Haley and a partner then opened Redfin in Bethany, which demonstrated Haley’s devotion to minimalist seafood dishes.

But the relationship went sour, resulting in a lawsuit. While Redfin was tied up in litigation, Haley opened Fish On!. He later regained the Bethany restaurant, which he rechristened Bluecoast. Northeast Seafood Kitchen, now a local favorite, followed.

Haley acknowledges that the restaurants have had their share of “loose cannon, ego-maniac Food Network chefs who wanted to turn our restaurants into test kitchens.” Those days are over, he says.
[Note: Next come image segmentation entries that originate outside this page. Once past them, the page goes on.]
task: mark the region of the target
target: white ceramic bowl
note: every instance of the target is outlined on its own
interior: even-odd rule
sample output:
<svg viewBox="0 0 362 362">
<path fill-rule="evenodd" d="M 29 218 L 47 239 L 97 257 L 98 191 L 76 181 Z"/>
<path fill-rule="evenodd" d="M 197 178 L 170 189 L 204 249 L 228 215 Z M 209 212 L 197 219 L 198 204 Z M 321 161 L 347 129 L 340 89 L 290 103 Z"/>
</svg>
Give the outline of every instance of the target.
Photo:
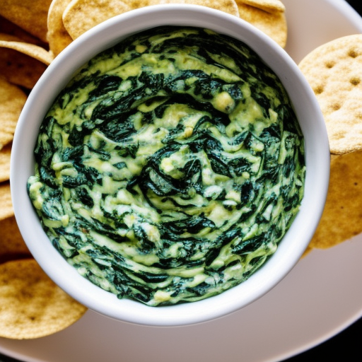
<svg viewBox="0 0 362 362">
<path fill-rule="evenodd" d="M 279 76 L 288 91 L 305 141 L 306 180 L 300 210 L 272 257 L 248 280 L 208 299 L 168 307 L 119 300 L 78 274 L 49 243 L 28 197 L 34 173 L 33 148 L 39 127 L 58 93 L 74 71 L 100 52 L 132 33 L 162 25 L 212 29 L 249 45 Z M 129 322 L 175 326 L 232 313 L 279 283 L 297 263 L 320 218 L 327 195 L 329 151 L 322 116 L 314 94 L 291 58 L 273 40 L 235 16 L 198 6 L 161 5 L 113 18 L 78 37 L 51 64 L 31 92 L 20 117 L 13 144 L 11 186 L 15 215 L 30 252 L 66 293 L 100 313 Z"/>
</svg>

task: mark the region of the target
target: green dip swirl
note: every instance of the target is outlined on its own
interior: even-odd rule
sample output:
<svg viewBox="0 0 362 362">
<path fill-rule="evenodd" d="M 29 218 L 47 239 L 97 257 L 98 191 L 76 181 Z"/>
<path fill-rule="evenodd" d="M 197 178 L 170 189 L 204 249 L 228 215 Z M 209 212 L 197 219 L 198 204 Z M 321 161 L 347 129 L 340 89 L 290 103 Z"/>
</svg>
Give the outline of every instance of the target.
<svg viewBox="0 0 362 362">
<path fill-rule="evenodd" d="M 161 27 L 88 62 L 45 117 L 28 190 L 84 277 L 148 305 L 246 280 L 303 195 L 303 137 L 277 76 L 240 41 Z"/>
</svg>

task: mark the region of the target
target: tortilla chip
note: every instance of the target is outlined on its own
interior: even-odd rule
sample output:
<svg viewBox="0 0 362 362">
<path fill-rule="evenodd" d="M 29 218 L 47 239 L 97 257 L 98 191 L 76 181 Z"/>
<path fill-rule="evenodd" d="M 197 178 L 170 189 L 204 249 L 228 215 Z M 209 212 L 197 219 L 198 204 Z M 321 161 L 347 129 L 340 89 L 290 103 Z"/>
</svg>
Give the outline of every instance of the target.
<svg viewBox="0 0 362 362">
<path fill-rule="evenodd" d="M 10 178 L 11 153 L 11 144 L 8 144 L 4 146 L 1 150 L 0 150 L 0 182 L 2 182 L 3 181 L 8 181 Z"/>
<path fill-rule="evenodd" d="M 62 18 L 63 13 L 70 2 L 71 0 L 53 0 L 49 8 L 47 38 L 53 57 L 57 57 L 73 41 L 64 28 Z"/>
<path fill-rule="evenodd" d="M 21 236 L 15 216 L 0 220 L 0 264 L 31 256 Z"/>
<path fill-rule="evenodd" d="M 63 13 L 65 28 L 73 39 L 113 16 L 152 5 L 187 4 L 202 5 L 239 16 L 235 0 L 72 0 Z"/>
<path fill-rule="evenodd" d="M 1 0 L 0 15 L 43 42 L 47 42 L 47 18 L 52 0 Z"/>
<path fill-rule="evenodd" d="M 224 13 L 239 17 L 239 11 L 235 0 L 159 0 L 154 4 L 187 4 L 191 5 L 201 5 L 208 8 L 220 10 Z M 149 4 L 151 5 L 151 4 Z"/>
<path fill-rule="evenodd" d="M 86 310 L 33 259 L 0 265 L 0 337 L 29 339 L 47 336 L 72 325 Z"/>
<path fill-rule="evenodd" d="M 73 39 L 98 24 L 131 10 L 119 0 L 72 0 L 63 13 L 65 28 Z"/>
<path fill-rule="evenodd" d="M 275 40 L 281 47 L 286 45 L 287 25 L 284 13 L 268 13 L 237 0 L 240 17 Z"/>
<path fill-rule="evenodd" d="M 0 33 L 8 34 L 9 35 L 14 35 L 18 38 L 21 39 L 22 42 L 29 42 L 30 44 L 35 44 L 39 45 L 43 48 L 47 47 L 47 43 L 40 40 L 38 37 L 35 37 L 27 31 L 22 29 L 20 26 L 16 24 L 11 23 L 8 19 L 0 16 Z"/>
<path fill-rule="evenodd" d="M 284 13 L 286 11 L 284 4 L 280 0 L 241 0 L 241 1 L 268 13 Z"/>
<path fill-rule="evenodd" d="M 322 218 L 307 251 L 326 249 L 362 233 L 362 151 L 332 155 Z"/>
<path fill-rule="evenodd" d="M 13 216 L 14 210 L 8 181 L 0 183 L 0 220 Z"/>
<path fill-rule="evenodd" d="M 34 44 L 27 43 L 21 39 L 8 34 L 0 34 L 0 47 L 13 49 L 49 65 L 53 57 L 44 48 Z"/>
<path fill-rule="evenodd" d="M 362 34 L 318 47 L 299 67 L 323 113 L 331 153 L 362 150 Z"/>
<path fill-rule="evenodd" d="M 13 140 L 26 98 L 18 86 L 0 77 L 0 149 Z"/>
<path fill-rule="evenodd" d="M 32 89 L 46 69 L 41 62 L 17 50 L 0 48 L 0 76 L 9 83 Z"/>
</svg>

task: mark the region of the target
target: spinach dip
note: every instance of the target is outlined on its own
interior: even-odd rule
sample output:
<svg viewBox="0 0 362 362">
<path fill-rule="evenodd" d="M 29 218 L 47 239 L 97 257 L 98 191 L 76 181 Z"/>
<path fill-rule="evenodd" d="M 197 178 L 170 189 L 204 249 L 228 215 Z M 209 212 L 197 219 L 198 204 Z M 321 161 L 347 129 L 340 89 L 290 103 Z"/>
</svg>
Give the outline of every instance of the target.
<svg viewBox="0 0 362 362">
<path fill-rule="evenodd" d="M 28 191 L 51 243 L 119 298 L 192 302 L 246 280 L 297 214 L 304 141 L 247 45 L 160 27 L 88 62 L 47 113 Z"/>
</svg>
Today, the restaurants all bear Haley’s distinctive blend of seafood preparations and clever takes on comfort food. Perhaps nowhere is this as evident as at Catch 54, which may even offer Green Goddess dressing, the culinary hallmark of the baby boom generation.

Catch 54 also takes inspiration from what Haley alternately refers to as “family favorites from the past.” Think crab cakes, crab imperial, lobster thermidor, baked oysters, raw oysters, and fried shrimp. “We’ll have tautog and bluefish and a lot of the local fish,” he says.

Haley knows his fish. He frequently flies to Florida to go deep-sea fishing, and trawls Delaware’s back bay area for flounder, rockfish, and bluefish.

With four restaurants, you’d think he would have little time for fishing—especially since he also has cooking programs on the Comcast channel and on Sea Colony’s resort channel. And he regularly appears on the WBOC morning news.

Haley, however, takes time for himself. He keeps a folding chair in the back of his old Ford pick-up truck.

“Some days, when I’m just driving down the road between restaurants, I pull off onto any of these little roads that lead to the bay, pull out the chair, and sit down for a half-hour to an hour,” he says.

He also finds time to help others. “He likes to inspire young people and be around young people,” Reading says. “And he has endless amounts of energy.”

Haley is on the board of three treatment centers in the Washington, D.C. area, and he recently paid for room and board for 20 kids at an Ocean City hotel so they could attend a Narcotics Anonymous conference. He spent time talking with the group.

“Being able to do this makes it all worth it, because of where I was,” says Haley, who 11 years ago had to borrow bus fare from his mother.

“I am so much more than what I do for a living, and I wouldn’t do what I do today if I couldn’t give back.”